Blogging since 1998. By David Wertheimer

The Internet you didn’t know

Jurassic Web in Slate, subtitle: “The Internet of 1996 is almost unrecognizable compared with what we have today.”

What did people do online back when Slate launched? After plunging into the Internet Archive and talking to several people who were watching the Web closely back then, I’ve got an answer: not very much.

To which I say: bullshit.

The World Wide Web was an invigorating, compelling and, frankly, amazing place in 1996. Innovations were fast, furious and quickly adopted. Clever people did clever things and pretty much everyone noticed, because “everyone” was a rather small and curious community.

I know. I was there. Not “watching,” like the folks Slate’s reporter Farhad Manjoo spoke to, but creating. Designing. Exploring. Sharing. And, pretty much daily, blown away.

The Internet of 1996 was certainly nothing like today’s experience. But to suggest there wasn’t much to do is to ignore everything that was being done.

There was no iTunes; but there were MP3s, and .wav files, and sharing was just as exciting (and covert). There was no glut of information, not yet; but there were unbelievably good reads and finds, large and small, like Suck and HotWired and 0sil8. Tools for online creation were primitive, but that didn’t stop people like me from hand-coding HTML and slicing together animated GIFs frame by frame and putting amazing works online.

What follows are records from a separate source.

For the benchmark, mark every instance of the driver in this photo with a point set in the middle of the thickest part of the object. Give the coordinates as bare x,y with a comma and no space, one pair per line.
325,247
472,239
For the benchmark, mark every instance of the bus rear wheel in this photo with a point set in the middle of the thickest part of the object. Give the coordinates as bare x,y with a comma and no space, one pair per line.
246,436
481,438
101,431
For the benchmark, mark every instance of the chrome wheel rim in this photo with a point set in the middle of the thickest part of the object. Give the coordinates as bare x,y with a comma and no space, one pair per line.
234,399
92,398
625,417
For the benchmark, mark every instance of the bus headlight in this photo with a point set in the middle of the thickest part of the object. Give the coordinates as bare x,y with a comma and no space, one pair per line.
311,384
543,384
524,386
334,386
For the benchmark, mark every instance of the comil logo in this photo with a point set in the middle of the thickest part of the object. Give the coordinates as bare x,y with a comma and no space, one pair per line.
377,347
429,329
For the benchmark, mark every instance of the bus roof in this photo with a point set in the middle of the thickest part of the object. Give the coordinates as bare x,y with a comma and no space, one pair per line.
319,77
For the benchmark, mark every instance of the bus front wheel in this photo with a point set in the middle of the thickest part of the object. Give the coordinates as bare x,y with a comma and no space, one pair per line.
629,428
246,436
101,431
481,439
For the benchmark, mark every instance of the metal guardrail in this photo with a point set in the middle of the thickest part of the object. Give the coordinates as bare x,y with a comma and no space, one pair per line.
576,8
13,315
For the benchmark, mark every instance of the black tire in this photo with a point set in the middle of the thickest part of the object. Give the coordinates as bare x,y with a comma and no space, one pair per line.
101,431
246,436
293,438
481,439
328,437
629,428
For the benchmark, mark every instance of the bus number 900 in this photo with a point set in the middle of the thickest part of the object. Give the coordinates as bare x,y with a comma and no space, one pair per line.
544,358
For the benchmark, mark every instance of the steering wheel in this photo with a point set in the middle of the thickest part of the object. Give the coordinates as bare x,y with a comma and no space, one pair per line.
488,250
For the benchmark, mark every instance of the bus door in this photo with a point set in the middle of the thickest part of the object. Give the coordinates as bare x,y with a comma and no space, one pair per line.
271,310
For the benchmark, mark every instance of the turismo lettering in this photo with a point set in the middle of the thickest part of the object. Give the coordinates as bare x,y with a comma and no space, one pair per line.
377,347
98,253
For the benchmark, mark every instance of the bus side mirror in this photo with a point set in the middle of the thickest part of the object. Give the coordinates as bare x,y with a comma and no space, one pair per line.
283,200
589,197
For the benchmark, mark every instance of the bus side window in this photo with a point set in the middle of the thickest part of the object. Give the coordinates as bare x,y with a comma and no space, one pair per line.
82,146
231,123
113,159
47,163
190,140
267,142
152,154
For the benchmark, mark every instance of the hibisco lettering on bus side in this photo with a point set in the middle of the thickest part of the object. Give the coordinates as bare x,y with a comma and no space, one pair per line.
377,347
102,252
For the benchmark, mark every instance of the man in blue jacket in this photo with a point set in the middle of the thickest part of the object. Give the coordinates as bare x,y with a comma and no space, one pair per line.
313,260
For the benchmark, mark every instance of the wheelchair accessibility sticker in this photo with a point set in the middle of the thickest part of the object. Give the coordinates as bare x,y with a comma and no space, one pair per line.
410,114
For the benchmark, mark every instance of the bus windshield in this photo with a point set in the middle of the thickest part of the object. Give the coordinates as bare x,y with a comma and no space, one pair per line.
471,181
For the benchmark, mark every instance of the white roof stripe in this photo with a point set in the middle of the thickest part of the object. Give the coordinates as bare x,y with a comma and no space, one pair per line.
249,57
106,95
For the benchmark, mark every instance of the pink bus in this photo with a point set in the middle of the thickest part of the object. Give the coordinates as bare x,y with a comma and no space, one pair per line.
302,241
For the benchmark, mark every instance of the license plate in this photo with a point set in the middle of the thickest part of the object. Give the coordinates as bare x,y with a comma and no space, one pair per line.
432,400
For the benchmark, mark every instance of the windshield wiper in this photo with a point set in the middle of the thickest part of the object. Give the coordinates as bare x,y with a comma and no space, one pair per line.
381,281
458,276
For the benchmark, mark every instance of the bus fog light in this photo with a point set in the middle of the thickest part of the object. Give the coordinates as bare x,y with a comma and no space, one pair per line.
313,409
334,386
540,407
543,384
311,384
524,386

No Yahoo Mail? So what? I was sending email with Eudora over high-speed connections back in 1991. And I first used instant messaging in 1992, on an old Mac running OS 7, when young Farhad was still in middle school. Which is not to be a grumpy old man, but to make the point he misses: the Internet wasn’t hamstrung back then. It was just different.

I dare say 1996 was, in certain ways, more interesting online than 2009. The Web was still the great unknown. People didn’t know what to make of it, but they knew it was radical and fascinating. It was the future, happening in real time.

Today the Internet is a mature medium that has become more sophisticated almost non-stop since the early days of its commercialization. But to call its initial era boring is to miss the real story. The Internet has never been boring. Those of us who were there in 1996, shaping what so many people now consider normal, know the truth.


  1. His article clearly comes from the standpoint of someone who wasn’t there.
    As a youth who spent hours upon hours a day online in 1996 (at the mere age of 13) I can definitely say that the internet wasn’t boring. You just had to know where to look.

  2. I second all that. In 1996 it was amazing participating int he leaps and bounds being made, and the daily discovery of the web by so many “normal people”. Another huge social network for those online then was USENET. I’m amazed Manjoo called out AOL as the main destination when even back then it was a joke for those who had been online for some time.

  3. From my perspective, the Internet of 1996 was in almost all ways more interesting than the Internet in 2009. For example, Usenet was pretty vibrant at that point, and I don’t think web message boards have come close to matching it in entertainment and educational value (though they’ve vastly eclipsed it in volume). By most measures, today’s websites are “better” than the ones we had in 1996, but they don’t feel as exciting or innovative.
    In a way 1996’s Internet was much more innocent, and because of that it couldn’t last forever. There was much less of a profit motive behind most services. Ads were few and far between. E-commerce was still pretty new. As the Internet grew, and more people and companies came to use it, business models had to follow. But they also make the whole thing a lot less interesting to me…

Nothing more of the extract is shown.